Based on 2024 data, UK-registered telecoms companies generated a combined £101.7 billion in reported global revenue and £43.2 billion in Gross Value Added (GVA) in 2024, covering all domestic and international activity reported by the UK entity in its most recent accounts to Companies House. Established telecommunications firms account for the bulk of this, with a £95.8 billion in revenue and £41.6 billion in GVA, while Core ACT firms contributed £5.9 billion in revenue and £1.6 billion in GVA. Mobile network operators account for around 75% (£32 billion) of direct sectoral GVA.
The study identifies 501 UK-based companies operating fully or partly within the ACT scope, including both UK-domiciled firms and UK-registered firms owned by overseas parents. Together they make up only about 4% of the wider UK telecommunications company base.
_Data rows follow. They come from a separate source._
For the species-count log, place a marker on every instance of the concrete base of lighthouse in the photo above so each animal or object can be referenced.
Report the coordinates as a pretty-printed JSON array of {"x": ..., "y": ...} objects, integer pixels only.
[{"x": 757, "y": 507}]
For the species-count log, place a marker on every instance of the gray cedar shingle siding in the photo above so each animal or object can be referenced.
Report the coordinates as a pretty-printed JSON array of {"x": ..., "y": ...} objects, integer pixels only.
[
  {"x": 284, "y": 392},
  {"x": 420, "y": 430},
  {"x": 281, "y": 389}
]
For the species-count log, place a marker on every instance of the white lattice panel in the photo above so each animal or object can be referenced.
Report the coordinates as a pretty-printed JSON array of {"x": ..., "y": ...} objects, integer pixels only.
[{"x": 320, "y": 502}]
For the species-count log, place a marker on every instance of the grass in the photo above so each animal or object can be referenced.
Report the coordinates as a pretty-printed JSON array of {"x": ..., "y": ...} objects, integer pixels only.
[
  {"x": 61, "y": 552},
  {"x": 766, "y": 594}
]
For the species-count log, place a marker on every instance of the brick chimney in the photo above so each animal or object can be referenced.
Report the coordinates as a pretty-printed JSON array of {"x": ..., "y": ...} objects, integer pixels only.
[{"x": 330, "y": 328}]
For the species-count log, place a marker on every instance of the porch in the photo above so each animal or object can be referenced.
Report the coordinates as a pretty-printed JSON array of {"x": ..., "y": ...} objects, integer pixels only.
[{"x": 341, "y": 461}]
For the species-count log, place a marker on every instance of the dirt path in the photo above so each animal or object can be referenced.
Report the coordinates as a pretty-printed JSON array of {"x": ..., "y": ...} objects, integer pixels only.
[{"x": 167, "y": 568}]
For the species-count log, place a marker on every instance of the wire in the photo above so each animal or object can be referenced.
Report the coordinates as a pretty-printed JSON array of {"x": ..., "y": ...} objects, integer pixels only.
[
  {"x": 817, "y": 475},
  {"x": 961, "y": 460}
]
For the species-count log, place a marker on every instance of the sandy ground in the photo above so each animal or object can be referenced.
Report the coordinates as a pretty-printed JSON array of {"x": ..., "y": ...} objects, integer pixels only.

Of these, 320 are Core ACT and 181 are Hybrid ACT.
The previous ACT market analysis had found 2,774 companies in total, with 344 organisations classified as Core ACT companies. This different assessment has impacted the economic contribution and GVA amounts because they reflect different reference in taxonomy, reducing categories which were included before such as years and measures
Taken together, ACT revenue is heavily concentrated in service provision rather than in technology development. Fixed Network Operators, which provide broadband services, account for around 45% of total ACT revenue, while ACT Service Providers, the largest segment by company count, take the second-largest share at 22%. This leaves only around 15% of ACT revenue attributable to technology-led segments, within which Fibre Optics/Optical Transport accounts for 6% and Satellite Communication Platforms for 3%.
This points to ACT service provision being central to the current success of the UK ACT ecosystem. Because service providers and operators account for the large majority of revenue, their investment plans, procurement choices and deployment models have an outsized effect on which technologies gain traction in the UK.